ホンダが創業時からの「夢」とする航空機事業。その夢を受け継ぎ、「HondaJet」として叶えたのが、米Honda Aircraft社 社長兼CEOを務める藤野道格氏、その人だ。計画では、2012年中に量産を始め、2013年後半に供給を開始する。そんな同機の開発は、常識との闘いの連続だった。藤野氏が手掛けてきた技術開発の真髄に、日経ものづくりが迫ったインタビューを2回に渡って紹介する。(聞き手は日経ものづくり編集長 荻原博之)
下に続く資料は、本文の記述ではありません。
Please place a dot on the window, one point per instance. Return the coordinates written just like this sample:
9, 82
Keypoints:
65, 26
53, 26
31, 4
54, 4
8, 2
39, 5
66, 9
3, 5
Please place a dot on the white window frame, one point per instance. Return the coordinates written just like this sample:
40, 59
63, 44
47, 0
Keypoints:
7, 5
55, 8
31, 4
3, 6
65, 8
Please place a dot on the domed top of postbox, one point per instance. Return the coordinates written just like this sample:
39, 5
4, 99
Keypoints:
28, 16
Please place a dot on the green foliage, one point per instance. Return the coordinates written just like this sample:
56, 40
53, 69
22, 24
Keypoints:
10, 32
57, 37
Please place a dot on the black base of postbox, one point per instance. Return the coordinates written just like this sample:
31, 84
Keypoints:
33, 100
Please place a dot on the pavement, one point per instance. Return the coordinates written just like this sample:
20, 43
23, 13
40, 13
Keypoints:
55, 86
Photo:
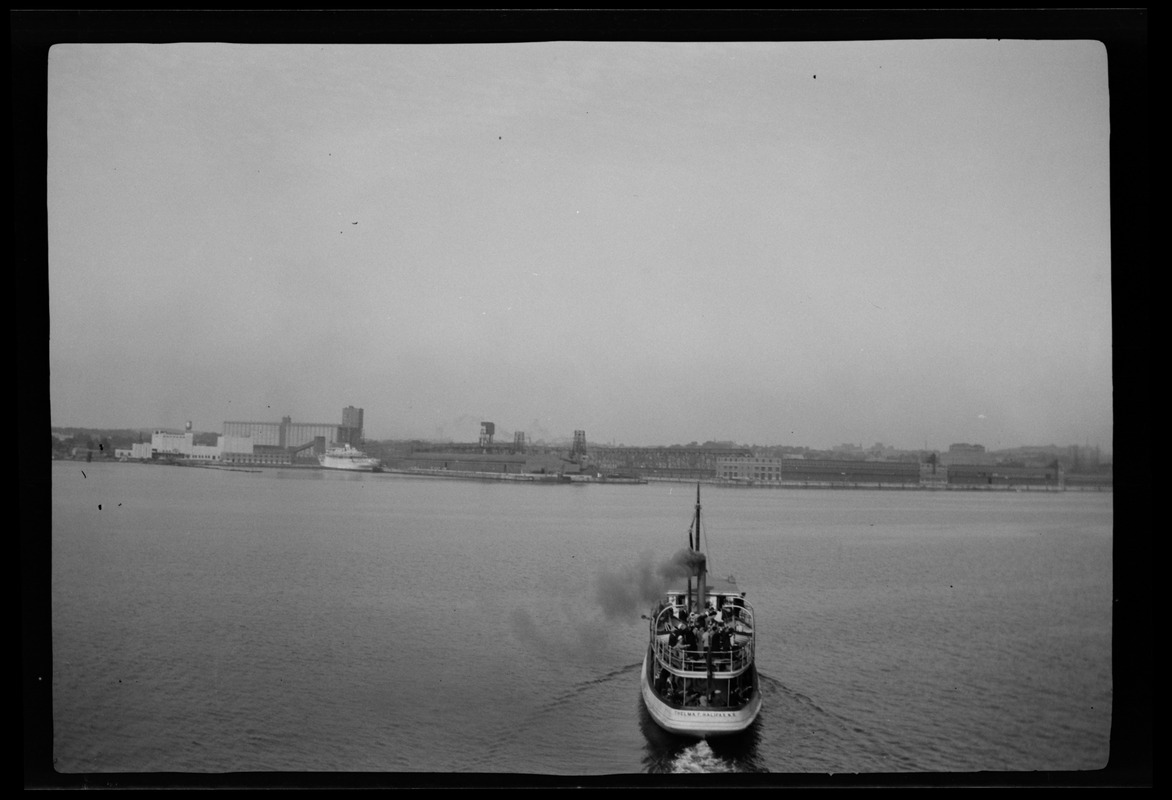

 「HondaJet」は、小さい都市間を直接結ぶ交通システムというコンセプトの下で開発しました。ビジネスマンが出張などで日常的に使うことを想定し、低料金で利用できることと、乗客スペースを広げることを大きな目標として掲げたんです。

ふじの・みちまさ 1960年生まれ。1984年東京大学工学部航空学科卒、同年本田技術研究所入社。1986年から飛行機開発に携わり、1997年プロジェクト・リーダーに。2005年米Honda R&D Americas社副社長、2006年米Honda Aircraft社社長に就任し、現在に至る。(写真:尾関裕士)

 しかし、この2つの設計要件って、矛盾していますよね。利用料金を下げるには燃料消費を減らさなければなりませんし、乗客のスペースを増やすには機体を大きくして客室を広げなければなりませんから。

 つまり、HondaJetの開発では相反する設計要件を同時に実現しなければならなかったのです。それには普通のジェット機と同じことをしていてはダメ。ブレークスルーが求められました。それが、エンジンを胴体ではなく主翼に取り付けるという、あの常識破りの形だったんです。

 ただ、あまりに常識とかけ離れた形なので、当初は、大多数が実現不可能と反対していました。ですから、ほとんどの人が「できない」ということを必死に証明したがるんですが、私の中には「できる」というロジックがありました。

 飛行機という乗り物は物理法則に従って飛びます。逆に言えば、物理法則から逸脱することはあり得ません。主翼にエンジンを取り付けるというアイデアも適当に思い付いたわけではなく、物理法則に基づいて考えたものです。理論的なバックグラウンドの下、計算や実験を繰り返した末にたどり着いた結果なんです。

 特に日本では、誰もやっていないような新しい研究を始めようとすると、必ず「他にやっているところはあるか」と聞かれます。これに対し「米国のA社がやっています」とか「米航空宇宙局(NASA)がやっています」と答えると「よし、やれ」、逆に「世界中で他にやっているところはありません」と返すと「じゃあ、可能性がないからやめろ」となる。本当の研究というのは、逆だと思いませんか。